The amount of composure with which he delivered his words chilled her now as they did then.
The Wayfarers need you, and I’m not going to fight with my own son. Any other man, Cwen, and yes. I’d probably battle a dragon.
But not Rheb.
Always, Oendir put others first. His selfless protection of those around him had drawn her to him in the first place. The irony of it tasted bitter.
He didn’t want to break Rheb’s heart. Hadn’t she already? Hadn’t she broken all of them now that her relationship with Rheb was out in the open?
Her racing thoughts paused. Her relationship. Yes, it was a relationship, not just an affair spawn from loneliness and despair. She was genuinely fond of the youth and had begun to share more than just her body with him. She did not know when it began, the trust. She did not know how to stop it.
Cwen closed her eyes and pictured Rheb digging shirtless in his yard, the dirt flying out of the knee-deep hole as he flung it with his bare hands. The sweat on his skin glistened like the remnants of the tears he perhaps was attempting to bury. She did not have to go to him; even as he hurt knowing that Oendir knew, he reached out to comfort her. It had taken every ounce of her willpower to not give in, not crawl into the sanctuary of his arms, and not to lose herself in his version of love.

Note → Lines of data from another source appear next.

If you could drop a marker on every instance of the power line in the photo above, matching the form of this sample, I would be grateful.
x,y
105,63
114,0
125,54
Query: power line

Now, she did not have to be wrapped in his scent to be overcome by him. Now, she only had to think his name and her heart fluttered and longed for the next time her eyes would find him again. Without her permission, she had begun to fall in love with the son just as she had fallen in love with the father.
When would she learn to temper her heart?
Her fingers were so chilled she had trouble with the knob in the circular door that led back into the warmth and comfort of her home. Cwen gathered up the post from the table just in the entryway and hurried back into the parlour to warm herself by the fire.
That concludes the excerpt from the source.